I suspect it is quite easy to make it look like many people from an institution are in a thread and a passive participant is an email address from a 3rd party job portal.
I don’t know a single reputable U.S. institution that doesn’t replace your @university.edu address with @alum[ni].university.edu after you leave. I’ve been affiliated with two and have friends all over the place, including Harvard.
For decades, Harvard issued alumni email addresses of *@post.harvard.edu. [1] Given that “post” could either refer to “after” or “postal”, I would imagine someone who didn’t know many people at Harvard might think that a post.harvard.edu email address is a normal thing for current employees.
MIT uses @alum.mit.edu. I don’t think I know former employees there but at least former students I know lose mit.edu addresses, a fact also easily confirmed with a Google search. So, your point being?
Edit: You added
> *Might your own cultural expectations open you to attacks from a place with MIT's (recent if not current) network culture?
after my reply. I’m not sure how it is relevant to your claim that “alumni are often allowed to keep their addresses”. In fact the question doesn’t make any sense to me; I’m not gonna accept an MIT job offer from an alum.mit.edu address (or more relevant to me, alumni.stanford.edu/alumni.princeton.edu), regardless of network culture.

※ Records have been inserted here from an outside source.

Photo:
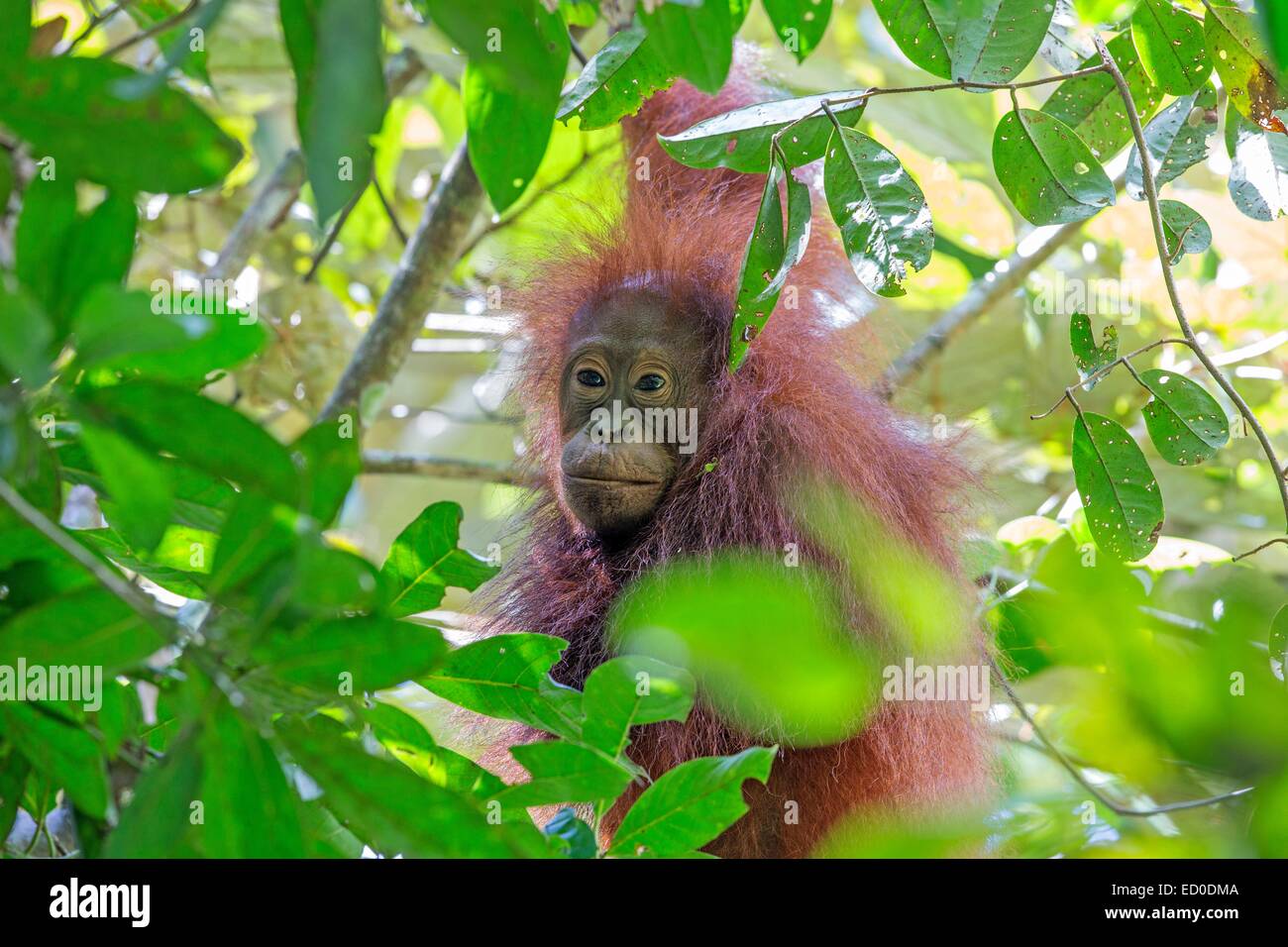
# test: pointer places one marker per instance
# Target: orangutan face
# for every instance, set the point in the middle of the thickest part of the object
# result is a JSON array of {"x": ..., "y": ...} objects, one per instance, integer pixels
[{"x": 631, "y": 392}]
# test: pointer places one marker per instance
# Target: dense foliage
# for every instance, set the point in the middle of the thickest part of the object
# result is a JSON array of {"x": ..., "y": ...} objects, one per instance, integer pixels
[{"x": 180, "y": 514}]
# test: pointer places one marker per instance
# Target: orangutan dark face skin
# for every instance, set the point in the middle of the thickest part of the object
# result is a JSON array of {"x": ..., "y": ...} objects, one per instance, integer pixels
[{"x": 636, "y": 351}]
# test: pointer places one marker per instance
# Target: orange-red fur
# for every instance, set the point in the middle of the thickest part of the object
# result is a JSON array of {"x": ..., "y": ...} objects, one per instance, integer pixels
[{"x": 795, "y": 407}]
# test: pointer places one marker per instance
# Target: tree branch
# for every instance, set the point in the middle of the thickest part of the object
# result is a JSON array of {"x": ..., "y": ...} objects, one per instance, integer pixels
[{"x": 1147, "y": 184}]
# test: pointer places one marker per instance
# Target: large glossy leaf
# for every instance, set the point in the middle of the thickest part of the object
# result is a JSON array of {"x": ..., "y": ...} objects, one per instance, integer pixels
[
  {"x": 89, "y": 628},
  {"x": 1120, "y": 493},
  {"x": 335, "y": 48},
  {"x": 1093, "y": 106},
  {"x": 688, "y": 806},
  {"x": 996, "y": 39},
  {"x": 694, "y": 39},
  {"x": 1184, "y": 231},
  {"x": 394, "y": 810},
  {"x": 366, "y": 654},
  {"x": 197, "y": 431},
  {"x": 249, "y": 809},
  {"x": 1185, "y": 423},
  {"x": 616, "y": 81},
  {"x": 1171, "y": 48},
  {"x": 1047, "y": 171},
  {"x": 627, "y": 692},
  {"x": 565, "y": 774},
  {"x": 518, "y": 52},
  {"x": 507, "y": 677},
  {"x": 1090, "y": 356},
  {"x": 1256, "y": 85},
  {"x": 799, "y": 24},
  {"x": 63, "y": 753},
  {"x": 922, "y": 30},
  {"x": 68, "y": 107},
  {"x": 1258, "y": 176},
  {"x": 741, "y": 140},
  {"x": 425, "y": 560},
  {"x": 884, "y": 219},
  {"x": 769, "y": 258},
  {"x": 1177, "y": 140}
]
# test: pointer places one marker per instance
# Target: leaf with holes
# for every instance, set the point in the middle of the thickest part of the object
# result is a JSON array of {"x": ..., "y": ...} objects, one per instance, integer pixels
[
  {"x": 1258, "y": 176},
  {"x": 1185, "y": 423},
  {"x": 1120, "y": 493},
  {"x": 1087, "y": 355},
  {"x": 695, "y": 40},
  {"x": 1047, "y": 171},
  {"x": 1177, "y": 140},
  {"x": 1093, "y": 105},
  {"x": 425, "y": 560},
  {"x": 616, "y": 81},
  {"x": 1256, "y": 86},
  {"x": 922, "y": 30},
  {"x": 1184, "y": 231},
  {"x": 799, "y": 24},
  {"x": 771, "y": 257},
  {"x": 690, "y": 805},
  {"x": 741, "y": 140},
  {"x": 996, "y": 39},
  {"x": 883, "y": 215},
  {"x": 1171, "y": 48}
]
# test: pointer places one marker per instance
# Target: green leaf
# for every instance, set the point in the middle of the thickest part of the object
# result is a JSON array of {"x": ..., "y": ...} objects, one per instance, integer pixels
[
  {"x": 130, "y": 330},
  {"x": 1185, "y": 423},
  {"x": 922, "y": 30},
  {"x": 695, "y": 40},
  {"x": 1093, "y": 106},
  {"x": 1177, "y": 140},
  {"x": 883, "y": 215},
  {"x": 249, "y": 806},
  {"x": 688, "y": 806},
  {"x": 1087, "y": 355},
  {"x": 425, "y": 560},
  {"x": 507, "y": 677},
  {"x": 89, "y": 628},
  {"x": 720, "y": 622},
  {"x": 60, "y": 751},
  {"x": 799, "y": 24},
  {"x": 1171, "y": 48},
  {"x": 137, "y": 482},
  {"x": 397, "y": 812},
  {"x": 197, "y": 431},
  {"x": 68, "y": 107},
  {"x": 996, "y": 39},
  {"x": 630, "y": 690},
  {"x": 44, "y": 231},
  {"x": 518, "y": 53},
  {"x": 769, "y": 258},
  {"x": 1120, "y": 493},
  {"x": 335, "y": 50},
  {"x": 1256, "y": 86},
  {"x": 565, "y": 774},
  {"x": 1184, "y": 231},
  {"x": 1258, "y": 176},
  {"x": 25, "y": 335},
  {"x": 616, "y": 81},
  {"x": 741, "y": 140},
  {"x": 158, "y": 822},
  {"x": 366, "y": 654},
  {"x": 571, "y": 836},
  {"x": 1047, "y": 171}
]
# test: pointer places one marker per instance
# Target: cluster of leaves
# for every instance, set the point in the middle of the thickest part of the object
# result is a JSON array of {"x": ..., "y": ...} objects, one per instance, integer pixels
[{"x": 240, "y": 644}]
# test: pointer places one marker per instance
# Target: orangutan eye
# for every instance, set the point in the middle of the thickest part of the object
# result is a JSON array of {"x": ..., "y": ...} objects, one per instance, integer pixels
[{"x": 651, "y": 382}]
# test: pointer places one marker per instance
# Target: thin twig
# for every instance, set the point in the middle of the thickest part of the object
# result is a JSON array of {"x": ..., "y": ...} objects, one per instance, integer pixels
[{"x": 1147, "y": 185}]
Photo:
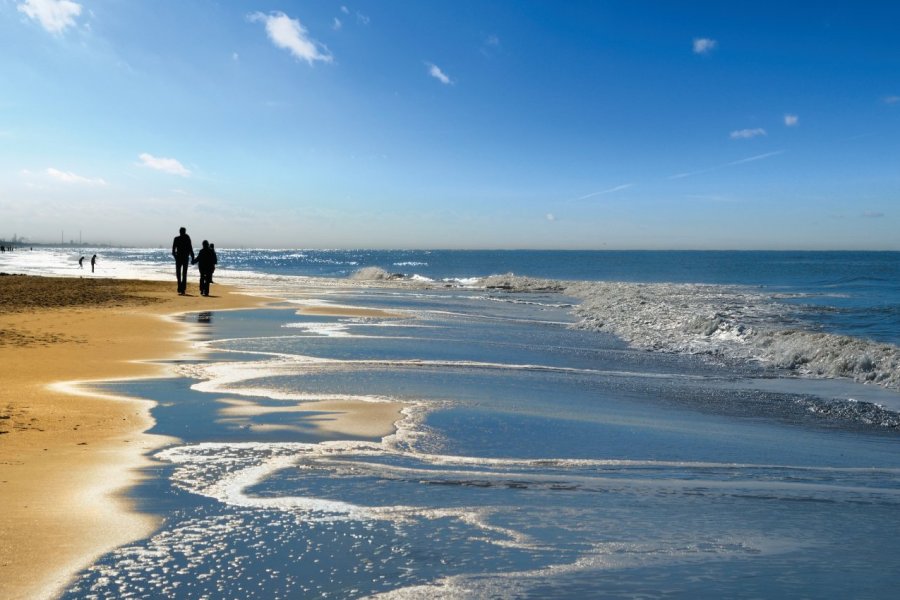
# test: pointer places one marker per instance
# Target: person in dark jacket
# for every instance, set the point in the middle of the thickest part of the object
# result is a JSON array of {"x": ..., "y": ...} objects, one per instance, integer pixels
[
  {"x": 183, "y": 251},
  {"x": 206, "y": 262},
  {"x": 215, "y": 261}
]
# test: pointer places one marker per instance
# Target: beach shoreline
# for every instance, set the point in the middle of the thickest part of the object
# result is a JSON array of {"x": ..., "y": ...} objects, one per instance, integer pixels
[{"x": 68, "y": 453}]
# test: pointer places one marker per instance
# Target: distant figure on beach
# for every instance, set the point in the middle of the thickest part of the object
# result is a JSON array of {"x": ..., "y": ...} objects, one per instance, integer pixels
[
  {"x": 183, "y": 251},
  {"x": 206, "y": 261},
  {"x": 215, "y": 261}
]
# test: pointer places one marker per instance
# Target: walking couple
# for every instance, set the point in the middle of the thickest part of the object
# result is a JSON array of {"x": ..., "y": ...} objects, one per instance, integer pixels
[{"x": 183, "y": 251}]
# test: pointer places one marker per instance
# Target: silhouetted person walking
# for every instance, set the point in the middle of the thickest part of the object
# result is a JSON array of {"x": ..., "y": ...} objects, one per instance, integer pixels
[
  {"x": 206, "y": 262},
  {"x": 215, "y": 261},
  {"x": 183, "y": 251}
]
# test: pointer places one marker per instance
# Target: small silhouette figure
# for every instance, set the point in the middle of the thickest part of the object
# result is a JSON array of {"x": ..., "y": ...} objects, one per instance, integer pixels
[
  {"x": 183, "y": 251},
  {"x": 206, "y": 262},
  {"x": 215, "y": 261}
]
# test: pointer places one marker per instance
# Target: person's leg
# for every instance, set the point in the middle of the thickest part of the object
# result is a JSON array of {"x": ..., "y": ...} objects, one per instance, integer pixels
[{"x": 181, "y": 275}]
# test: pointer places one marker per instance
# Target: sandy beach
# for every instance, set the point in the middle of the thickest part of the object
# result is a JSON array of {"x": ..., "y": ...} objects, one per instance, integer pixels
[{"x": 65, "y": 457}]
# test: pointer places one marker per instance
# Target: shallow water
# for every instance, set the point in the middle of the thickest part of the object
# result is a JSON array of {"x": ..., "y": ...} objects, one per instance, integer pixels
[{"x": 533, "y": 460}]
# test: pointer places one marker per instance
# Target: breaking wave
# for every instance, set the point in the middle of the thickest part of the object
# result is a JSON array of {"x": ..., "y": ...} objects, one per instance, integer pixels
[{"x": 727, "y": 322}]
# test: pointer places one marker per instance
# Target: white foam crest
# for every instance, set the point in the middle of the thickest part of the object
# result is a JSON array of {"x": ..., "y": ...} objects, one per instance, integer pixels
[
  {"x": 224, "y": 472},
  {"x": 337, "y": 329},
  {"x": 730, "y": 322},
  {"x": 605, "y": 556}
]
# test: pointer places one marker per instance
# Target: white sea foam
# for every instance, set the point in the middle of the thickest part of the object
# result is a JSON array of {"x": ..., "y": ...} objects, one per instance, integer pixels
[{"x": 716, "y": 320}]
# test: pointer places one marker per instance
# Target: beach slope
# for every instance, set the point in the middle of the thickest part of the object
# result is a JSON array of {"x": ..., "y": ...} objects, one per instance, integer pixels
[{"x": 66, "y": 454}]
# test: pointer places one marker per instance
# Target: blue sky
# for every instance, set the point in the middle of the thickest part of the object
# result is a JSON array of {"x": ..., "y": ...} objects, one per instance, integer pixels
[{"x": 464, "y": 124}]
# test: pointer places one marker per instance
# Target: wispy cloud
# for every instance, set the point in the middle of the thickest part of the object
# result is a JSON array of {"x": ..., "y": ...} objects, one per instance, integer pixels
[
  {"x": 746, "y": 134},
  {"x": 289, "y": 34},
  {"x": 611, "y": 190},
  {"x": 704, "y": 45},
  {"x": 435, "y": 71},
  {"x": 54, "y": 15},
  {"x": 166, "y": 165},
  {"x": 69, "y": 177},
  {"x": 728, "y": 164}
]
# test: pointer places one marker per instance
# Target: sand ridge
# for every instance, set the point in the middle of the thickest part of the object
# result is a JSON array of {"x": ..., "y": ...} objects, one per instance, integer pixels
[{"x": 64, "y": 458}]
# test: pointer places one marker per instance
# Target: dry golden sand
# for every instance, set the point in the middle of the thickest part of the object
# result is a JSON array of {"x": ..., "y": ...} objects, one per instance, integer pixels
[
  {"x": 67, "y": 452},
  {"x": 64, "y": 458}
]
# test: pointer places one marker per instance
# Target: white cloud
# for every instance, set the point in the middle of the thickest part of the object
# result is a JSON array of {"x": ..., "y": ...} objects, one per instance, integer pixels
[
  {"x": 53, "y": 15},
  {"x": 611, "y": 190},
  {"x": 69, "y": 177},
  {"x": 436, "y": 72},
  {"x": 746, "y": 134},
  {"x": 704, "y": 45},
  {"x": 289, "y": 34},
  {"x": 166, "y": 165},
  {"x": 728, "y": 164}
]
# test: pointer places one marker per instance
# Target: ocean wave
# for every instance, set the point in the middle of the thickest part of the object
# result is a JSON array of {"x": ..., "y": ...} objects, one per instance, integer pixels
[{"x": 728, "y": 322}]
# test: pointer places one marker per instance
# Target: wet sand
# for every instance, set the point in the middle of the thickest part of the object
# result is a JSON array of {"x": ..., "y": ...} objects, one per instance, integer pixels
[{"x": 66, "y": 457}]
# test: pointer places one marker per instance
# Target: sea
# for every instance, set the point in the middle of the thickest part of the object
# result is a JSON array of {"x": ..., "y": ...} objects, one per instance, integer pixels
[{"x": 575, "y": 424}]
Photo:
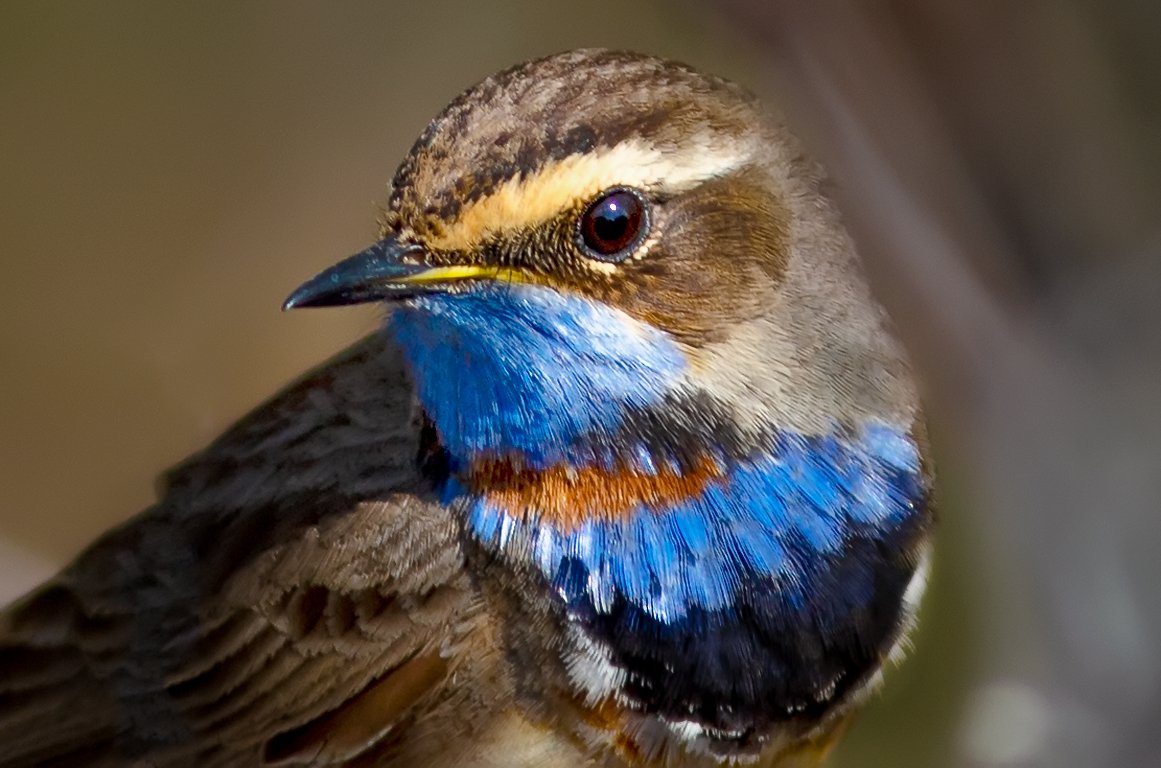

Edit 2: Reread your question and realized you were implying that MIT "recently" allowed alumni to keep @mit.edu addresses. Well, you'll need to show some proof.
Your expectations are very specific to what you know about US schools right now. MIT would let a machine receive email, many institutions would forward email to a users alum address, etc.
This approach to identifying phishing is ultimately insufficient.
They've gotten pretty good at crafting domains this way.